The leaders in some of the multimillion-person bracket pools on ESPN, Yahoo and CBS are getting 55 or 56 picks right.

Both pickers chose Auburn to win in Saturday’s other semifinal.

Flagg, expectedly, wins men’s player of the year

Cooper Flagg and his Duke teammates were days away from clinching a spot in the Final Four, and the Blue Devils’ freshman star was planning ahead.

It wasn’t about anything on the court, though. It was to be ready the next time teammates Khaman Maluach and Patrick Ngongba broke out water guns at the cold tubs.

“I’m definItely ordering one as well,” Flagg said with a grin, a nod to the fact that he’s still “just being a kid.”

Maybe so, but the the 18-year-old’s game has been far more advanced than his age from the opening tip of his college debut. Scoring. Rebounding. Setting up teammates as a playmaker, then aiding them as a defender. He did it all amid high expectations as the potential No. 1 overall NBA draft prospect, the driving force with a relentless competitive edge and mature focus for a team now two wins from a national championship.

It is why Flagg was named The Associated Press men’s college basketball national player of the year on Friday, becoming only the fourth freshman to win the award in its 64-year history.

The 6-foot-9, 205-pound forward from Newport, Maine, won a two-man race with Auburn star Johni Broome. Both players were unanimous first-team AP All-Americans with teams at the Final Four, and they were the only two to receive player-of-the-year votes — though Flagg earned 41 of 61 votes from AP Top 25 voters.

Flagg joins Duke’s Zion Williamson (2019), Kentucky’s Anthony Davis (2012) and Texas star Kevin Durant (2007) as freshman winners. Each went either No. 1 or No. 2 overall in the NBA draft a few months later. Flagg is the eighth Duke player to win the award, most of any program.

First time coach of the year honors are shared

Bruce Pearl has turned Auburn into a basketball school and may have his best team yet. Rick Pitino has done what he does best at St. John’s, ushering in a quick turnaround.

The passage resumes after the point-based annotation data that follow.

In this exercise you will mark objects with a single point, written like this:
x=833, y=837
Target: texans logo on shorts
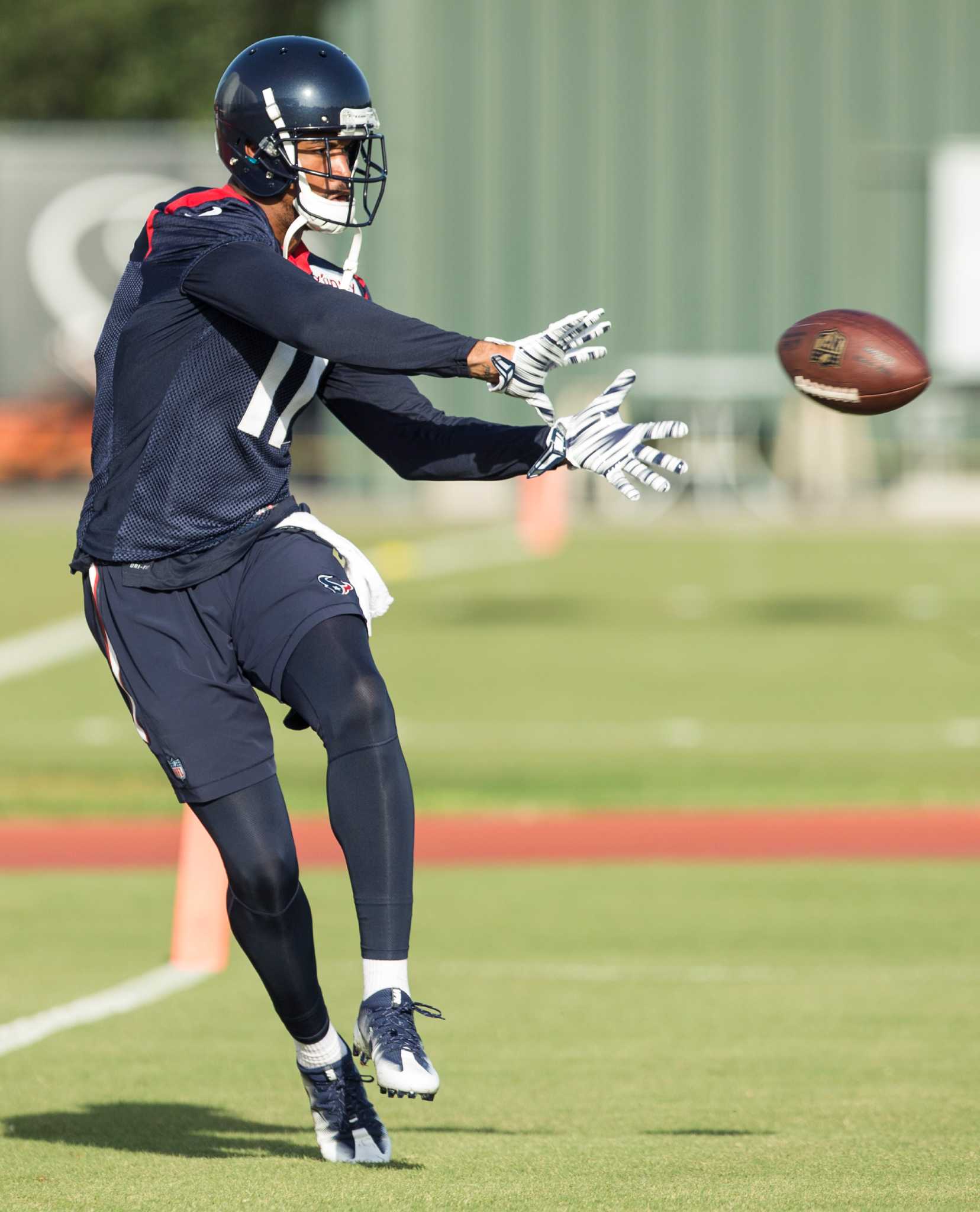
x=334, y=586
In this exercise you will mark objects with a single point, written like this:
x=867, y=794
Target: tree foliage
x=66, y=60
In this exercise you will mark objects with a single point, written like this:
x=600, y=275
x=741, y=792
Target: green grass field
x=652, y=667
x=757, y=1037
x=698, y=1038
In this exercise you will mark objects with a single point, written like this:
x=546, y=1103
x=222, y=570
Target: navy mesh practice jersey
x=215, y=343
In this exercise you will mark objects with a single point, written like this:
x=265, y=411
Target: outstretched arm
x=394, y=420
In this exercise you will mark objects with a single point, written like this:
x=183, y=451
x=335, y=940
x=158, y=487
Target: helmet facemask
x=368, y=159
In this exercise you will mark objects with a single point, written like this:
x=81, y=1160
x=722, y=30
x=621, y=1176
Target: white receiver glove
x=600, y=440
x=560, y=344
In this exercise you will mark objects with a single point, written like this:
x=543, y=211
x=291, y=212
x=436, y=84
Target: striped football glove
x=560, y=344
x=600, y=440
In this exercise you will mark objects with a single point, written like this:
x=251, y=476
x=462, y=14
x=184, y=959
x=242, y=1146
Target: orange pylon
x=201, y=936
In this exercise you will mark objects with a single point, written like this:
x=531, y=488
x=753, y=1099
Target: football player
x=204, y=578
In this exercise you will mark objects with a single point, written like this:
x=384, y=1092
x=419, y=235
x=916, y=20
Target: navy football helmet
x=282, y=90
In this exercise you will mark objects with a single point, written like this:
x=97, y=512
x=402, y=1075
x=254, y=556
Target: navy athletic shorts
x=187, y=660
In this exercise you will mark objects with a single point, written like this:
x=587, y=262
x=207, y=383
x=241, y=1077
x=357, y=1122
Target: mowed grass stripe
x=662, y=667
x=760, y=1037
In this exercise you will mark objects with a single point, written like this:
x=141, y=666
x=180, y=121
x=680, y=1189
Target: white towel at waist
x=372, y=592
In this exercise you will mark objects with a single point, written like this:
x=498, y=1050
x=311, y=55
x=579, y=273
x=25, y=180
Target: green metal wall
x=708, y=170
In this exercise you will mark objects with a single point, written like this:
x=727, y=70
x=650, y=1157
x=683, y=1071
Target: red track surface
x=556, y=838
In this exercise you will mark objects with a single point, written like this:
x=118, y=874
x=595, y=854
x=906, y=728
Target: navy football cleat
x=385, y=1032
x=347, y=1125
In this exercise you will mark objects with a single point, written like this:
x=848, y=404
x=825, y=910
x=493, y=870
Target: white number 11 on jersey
x=261, y=405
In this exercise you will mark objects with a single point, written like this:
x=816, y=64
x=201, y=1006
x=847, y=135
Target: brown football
x=853, y=362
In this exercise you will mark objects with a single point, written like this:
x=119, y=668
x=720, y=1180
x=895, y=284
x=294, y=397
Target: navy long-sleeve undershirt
x=256, y=285
x=395, y=421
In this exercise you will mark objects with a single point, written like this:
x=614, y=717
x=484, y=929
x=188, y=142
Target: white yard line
x=117, y=1000
x=45, y=646
x=699, y=974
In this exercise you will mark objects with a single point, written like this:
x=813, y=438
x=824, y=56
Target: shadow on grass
x=181, y=1130
x=708, y=1132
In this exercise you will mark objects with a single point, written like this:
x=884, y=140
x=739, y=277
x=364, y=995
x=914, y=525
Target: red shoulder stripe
x=193, y=198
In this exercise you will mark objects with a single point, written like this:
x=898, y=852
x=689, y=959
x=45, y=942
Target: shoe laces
x=396, y=1029
x=359, y=1108
x=334, y=1095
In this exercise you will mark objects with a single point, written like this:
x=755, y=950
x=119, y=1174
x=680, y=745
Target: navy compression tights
x=333, y=684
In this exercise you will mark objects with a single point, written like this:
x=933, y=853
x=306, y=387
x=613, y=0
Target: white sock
x=325, y=1052
x=385, y=975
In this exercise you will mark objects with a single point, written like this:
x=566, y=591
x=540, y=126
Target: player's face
x=333, y=158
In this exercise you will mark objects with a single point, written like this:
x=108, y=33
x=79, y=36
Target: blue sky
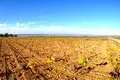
x=101, y=17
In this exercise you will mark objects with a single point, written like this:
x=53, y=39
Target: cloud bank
x=22, y=28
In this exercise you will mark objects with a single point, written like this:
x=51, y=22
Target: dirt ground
x=59, y=58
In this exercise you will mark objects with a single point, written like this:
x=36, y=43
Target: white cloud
x=17, y=29
x=4, y=24
x=29, y=23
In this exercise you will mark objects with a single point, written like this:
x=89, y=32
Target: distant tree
x=1, y=35
x=11, y=35
x=6, y=35
x=15, y=35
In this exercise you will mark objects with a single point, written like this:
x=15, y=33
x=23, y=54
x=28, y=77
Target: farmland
x=59, y=58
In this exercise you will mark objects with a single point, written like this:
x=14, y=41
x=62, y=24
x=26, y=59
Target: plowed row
x=56, y=58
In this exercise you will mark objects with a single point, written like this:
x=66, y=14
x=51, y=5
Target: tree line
x=8, y=35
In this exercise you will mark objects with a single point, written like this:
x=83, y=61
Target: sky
x=96, y=17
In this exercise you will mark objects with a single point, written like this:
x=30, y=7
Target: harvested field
x=59, y=58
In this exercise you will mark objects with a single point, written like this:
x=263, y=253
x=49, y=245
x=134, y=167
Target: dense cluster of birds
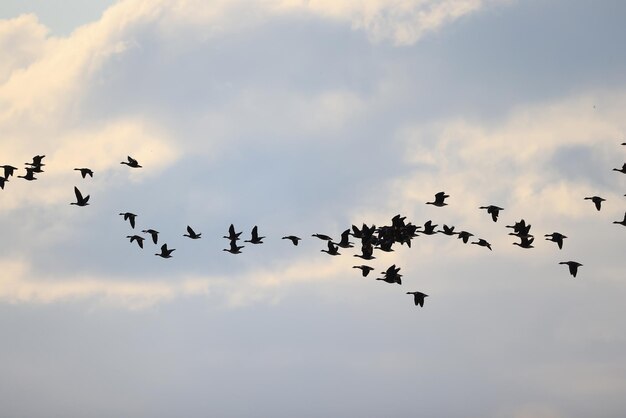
x=371, y=237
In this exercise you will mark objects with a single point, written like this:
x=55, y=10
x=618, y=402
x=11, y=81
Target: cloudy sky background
x=305, y=117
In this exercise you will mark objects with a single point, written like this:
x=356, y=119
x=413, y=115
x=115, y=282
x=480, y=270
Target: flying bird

Their successes this season led to the first tie in the 58-year history of The Associated Press men’s college basketball coach of the year award. Pearl and Pitino each received 20 votes in balloting released Friday from the national media panel that picks the AP Top 25 during the season.

Louisville’s Pat Kelsey received eight votes and Duke’s Jon Scheyer got five. Dennis Gates (Missouri) and Tom Izzo (Michigan State) each received three and Drake’s Ben McCollum and UC San Diego’s Eric Olen each got one vote.